Why Is It Called a Super?

With all the terms and jargon that go with beekeeping, knowing the underlying meaning of words may help you remember their uses. Beware of the lazy verbal trap of calling every box a super.

According to the dictionary, a definition of “super” is:

A prefix from Latin, with the basic meaning “above, beyond.” Words formed with super- have the following general senses: “to place or be placed above or over” (superimpose, supersede), “a thing placed over or added to another” (superscript; superstructure; supertax), “situated over” (superficial; superlunary) and, more figuratively, “an individual, thing, or property that exceeds customary norms or levels” (superalloy; superconductivity; superman; superstar).

Thus we can see that the reasons early beekeepers gave the name “super” to those boxes in a Langstroth hive that hold excess honey were not only the location of the boxes on the top of the hive, but also the fact that the honey stored there is honey that exceeds the level needed for the cluster of bees to get through winter. Their honey is stored at the sides and upper areas in the brood chamber.

Hive Bodies - Courtesy of The Honey Exchange in Portland

Hive Bodies – Courtesy of The Honey Exchange in Portland

Interestingly, normal dictionaries don’t have the definition of “super” as a noun (as beekeepers use it), but by now you should realize we aren’t normal.

A deep (box) is the standard box from which everything else is measured. A shallow (box) is half the height of a deep, and a medium (box) is three-quarters the height of a deep. Shallows are used as supers, while mediums can be used as supers and/or brood boxes. A brood box is one of the lower boxes of a colony, in which brood is being raised. The brood nest, or cluster, is inside the brood boxes. Sometimes the whole area containing the brood nest is called the brood chamber.
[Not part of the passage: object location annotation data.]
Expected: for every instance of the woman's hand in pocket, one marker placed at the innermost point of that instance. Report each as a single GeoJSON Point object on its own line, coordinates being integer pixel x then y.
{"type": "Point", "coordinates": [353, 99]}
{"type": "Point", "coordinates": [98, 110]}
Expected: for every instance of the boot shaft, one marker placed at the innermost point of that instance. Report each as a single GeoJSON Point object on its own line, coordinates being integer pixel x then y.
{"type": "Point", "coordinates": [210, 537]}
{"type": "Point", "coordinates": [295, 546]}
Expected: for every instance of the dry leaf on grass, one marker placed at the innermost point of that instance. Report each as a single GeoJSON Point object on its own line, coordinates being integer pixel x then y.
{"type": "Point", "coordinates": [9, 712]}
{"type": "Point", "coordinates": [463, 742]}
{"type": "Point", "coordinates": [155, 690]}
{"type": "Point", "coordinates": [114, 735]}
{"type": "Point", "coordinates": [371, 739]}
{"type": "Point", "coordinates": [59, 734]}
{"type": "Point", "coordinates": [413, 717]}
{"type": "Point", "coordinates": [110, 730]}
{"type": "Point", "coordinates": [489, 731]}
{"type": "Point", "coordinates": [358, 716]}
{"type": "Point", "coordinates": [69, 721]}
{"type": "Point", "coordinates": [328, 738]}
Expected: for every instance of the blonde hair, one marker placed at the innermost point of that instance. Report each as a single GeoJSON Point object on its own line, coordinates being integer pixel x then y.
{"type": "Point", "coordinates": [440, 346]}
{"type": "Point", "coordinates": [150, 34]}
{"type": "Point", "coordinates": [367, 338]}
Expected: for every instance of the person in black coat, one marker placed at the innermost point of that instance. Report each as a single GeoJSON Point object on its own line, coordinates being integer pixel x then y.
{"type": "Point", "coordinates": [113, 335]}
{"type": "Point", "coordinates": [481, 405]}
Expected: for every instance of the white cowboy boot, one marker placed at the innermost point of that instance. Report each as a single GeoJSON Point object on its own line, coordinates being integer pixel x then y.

Beekeepers usually use two deep brood boxes for a brood chamber, but some use three mediums for a brood chamber, and this configuration has virtually the same total volume.

Those who raise comb honey use just one deep brood box during a strong nectar flow, to get the bees working better in the comb-honey supers.

Some beekeepers overwinter a colony in a brood chamber made of two deeps and a shallow, or two deeps and a medium. This is a way to really make sure the overwintering bees have enough honey to eat.

Many books use the term “hive body” to refer to any box of any kind. This is the proper term to use when speaking of boxes in a general sense, and it will not cause confusion.

“Hive Body” is the proper phrase to use when speaking of boxes in a general sense.